Esophagectomy in Treating Patients With High-Grade Dysplasia of the Esophagus or Stage I, Stage II, or Stage III Esophageal Cancer

Phase 2

Completed

• Conditions: Esophageal Cancer

• Registration Number: NCT00063986
• Lead Sponsor: Eastern Cooperative Oncology Group

Brief Summary

RATIONALE: Laparoscopic-assisted surgery and video-assisted thoracoscopy are less invasive types of surgery for esophageal cancer that may have fewer side effects and improve recovery.

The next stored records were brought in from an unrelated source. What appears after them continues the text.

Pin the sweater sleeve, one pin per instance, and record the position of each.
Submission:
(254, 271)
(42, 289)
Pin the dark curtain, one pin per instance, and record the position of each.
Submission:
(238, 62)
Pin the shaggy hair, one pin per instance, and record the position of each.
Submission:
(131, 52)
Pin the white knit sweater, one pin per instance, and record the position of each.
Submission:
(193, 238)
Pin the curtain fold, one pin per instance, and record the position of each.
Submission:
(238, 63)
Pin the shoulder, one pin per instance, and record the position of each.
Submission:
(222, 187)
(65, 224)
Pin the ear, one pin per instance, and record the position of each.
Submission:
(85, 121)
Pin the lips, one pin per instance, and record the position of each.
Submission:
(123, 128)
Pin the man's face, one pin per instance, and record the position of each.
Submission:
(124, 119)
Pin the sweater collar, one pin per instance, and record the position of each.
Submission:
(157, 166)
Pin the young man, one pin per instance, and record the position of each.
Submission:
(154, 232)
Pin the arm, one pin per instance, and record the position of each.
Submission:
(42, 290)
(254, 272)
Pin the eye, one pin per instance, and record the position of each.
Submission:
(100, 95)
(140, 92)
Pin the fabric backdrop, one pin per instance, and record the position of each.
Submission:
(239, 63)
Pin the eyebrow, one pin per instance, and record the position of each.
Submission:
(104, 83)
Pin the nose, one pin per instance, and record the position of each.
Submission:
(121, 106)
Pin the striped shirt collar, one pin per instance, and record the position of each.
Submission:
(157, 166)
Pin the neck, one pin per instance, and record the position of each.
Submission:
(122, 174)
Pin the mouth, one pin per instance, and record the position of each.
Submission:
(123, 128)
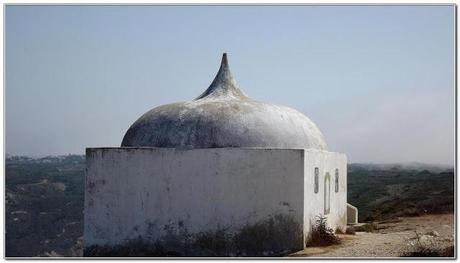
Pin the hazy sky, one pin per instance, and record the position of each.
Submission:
(377, 80)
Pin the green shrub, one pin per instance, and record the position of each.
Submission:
(321, 235)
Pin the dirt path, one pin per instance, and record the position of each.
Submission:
(391, 238)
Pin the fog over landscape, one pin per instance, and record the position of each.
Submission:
(378, 81)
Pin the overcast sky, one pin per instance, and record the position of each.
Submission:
(377, 80)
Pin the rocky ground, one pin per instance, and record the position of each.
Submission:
(391, 238)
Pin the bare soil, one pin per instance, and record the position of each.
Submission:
(391, 239)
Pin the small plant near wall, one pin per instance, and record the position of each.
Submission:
(321, 235)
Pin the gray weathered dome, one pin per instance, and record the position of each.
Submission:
(223, 116)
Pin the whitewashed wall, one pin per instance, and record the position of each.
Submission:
(327, 162)
(134, 192)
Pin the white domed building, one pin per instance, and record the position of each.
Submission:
(221, 175)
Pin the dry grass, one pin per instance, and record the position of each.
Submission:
(427, 248)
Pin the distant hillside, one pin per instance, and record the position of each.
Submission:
(415, 166)
(390, 190)
(44, 199)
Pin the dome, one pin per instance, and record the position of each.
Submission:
(223, 116)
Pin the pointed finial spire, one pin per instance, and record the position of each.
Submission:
(223, 85)
(224, 62)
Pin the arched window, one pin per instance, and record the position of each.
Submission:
(316, 179)
(336, 180)
(327, 194)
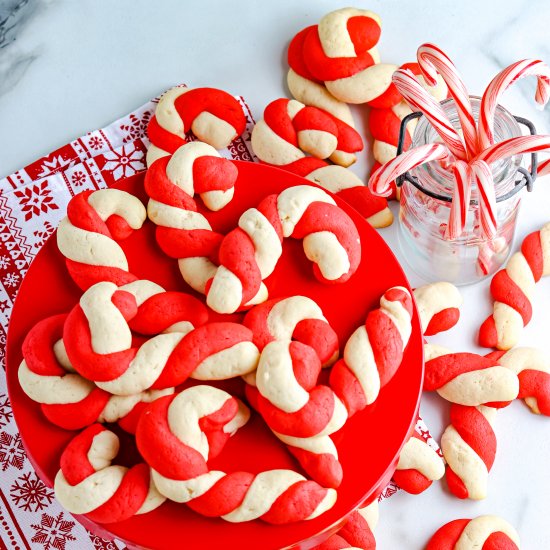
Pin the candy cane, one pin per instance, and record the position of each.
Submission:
(420, 100)
(176, 435)
(380, 182)
(470, 534)
(88, 484)
(499, 84)
(88, 237)
(432, 59)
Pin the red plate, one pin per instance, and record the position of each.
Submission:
(368, 445)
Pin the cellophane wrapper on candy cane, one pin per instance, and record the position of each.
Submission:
(32, 202)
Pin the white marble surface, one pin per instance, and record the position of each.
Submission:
(68, 67)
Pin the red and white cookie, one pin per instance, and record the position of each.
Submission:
(67, 399)
(99, 345)
(374, 351)
(88, 484)
(469, 446)
(214, 116)
(249, 254)
(438, 306)
(300, 412)
(295, 318)
(88, 236)
(418, 466)
(533, 369)
(483, 532)
(178, 434)
(468, 378)
(512, 290)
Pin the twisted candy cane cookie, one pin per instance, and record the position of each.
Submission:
(418, 466)
(214, 116)
(512, 289)
(67, 399)
(533, 369)
(300, 412)
(176, 434)
(374, 351)
(469, 446)
(468, 378)
(88, 484)
(88, 236)
(438, 306)
(295, 318)
(483, 532)
(249, 254)
(98, 341)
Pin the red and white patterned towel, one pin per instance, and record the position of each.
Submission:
(32, 202)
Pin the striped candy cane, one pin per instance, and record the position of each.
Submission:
(433, 60)
(499, 84)
(420, 100)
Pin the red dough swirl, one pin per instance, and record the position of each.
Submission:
(88, 236)
(250, 253)
(374, 351)
(178, 434)
(99, 345)
(88, 484)
(483, 532)
(214, 116)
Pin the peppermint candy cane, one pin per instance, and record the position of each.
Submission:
(433, 60)
(418, 466)
(512, 290)
(347, 186)
(381, 181)
(533, 369)
(175, 435)
(420, 100)
(290, 129)
(471, 534)
(468, 378)
(98, 341)
(374, 351)
(438, 305)
(88, 237)
(249, 254)
(214, 116)
(67, 399)
(295, 318)
(300, 412)
(469, 446)
(88, 484)
(499, 84)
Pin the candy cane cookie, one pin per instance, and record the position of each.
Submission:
(249, 253)
(294, 318)
(419, 465)
(98, 341)
(175, 436)
(533, 369)
(88, 236)
(438, 306)
(67, 399)
(469, 446)
(483, 532)
(88, 484)
(374, 351)
(468, 378)
(512, 290)
(214, 116)
(300, 412)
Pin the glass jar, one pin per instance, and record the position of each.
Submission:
(422, 219)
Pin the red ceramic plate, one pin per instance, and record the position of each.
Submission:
(368, 445)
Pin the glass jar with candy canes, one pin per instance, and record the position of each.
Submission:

PURPOSE: This phase II trial is studying how well laparoscopic-assisted surgery and video-assisted thoracoscopy work in treating patients who are undergoing esophagectomy for high-grade dysplasia of the esophagus or stage I, stage II, or stage III esophageal cancer.

Detailed Description

OBJECTIVES:

* Determine the feasibility of performing minimally invasive esophagectomy (MIE), in terms of 30-day mortality, in patients with high-grade dysplasia of the esophagus or stage I-III esophageal cancer.

* Determine the complications associated with this procedure in these patients.

* Determine the rate at which conversion to open operation is required in patients undergoing this procedure.

* Determine the length of the operation, duration of intensive care unit stay, and length of hospital stay in patients undergoing this procedure.

* Determine feasibility and conversion rate of MIE after neoadjuvant therapy.

* Assess the effectiveness of lymph node dissection by MIE by recording the total number of lymph nodes dissected.

* Assess outcomes at follow-up to three years.

OUTLINE: This is a multicenter study.

Patients undergo minimally invasive esophagectomy comprising video-assisted thoracoscopy to mobilize the thoracic esophagus in combination with laparoscopy to complete the esophagectomy and a neck incision to mobilize the cervical esophagus. Mortality at 30 days is assessed.

Patients are followed every 3 months for 2 years and then every 6 months for 1 year.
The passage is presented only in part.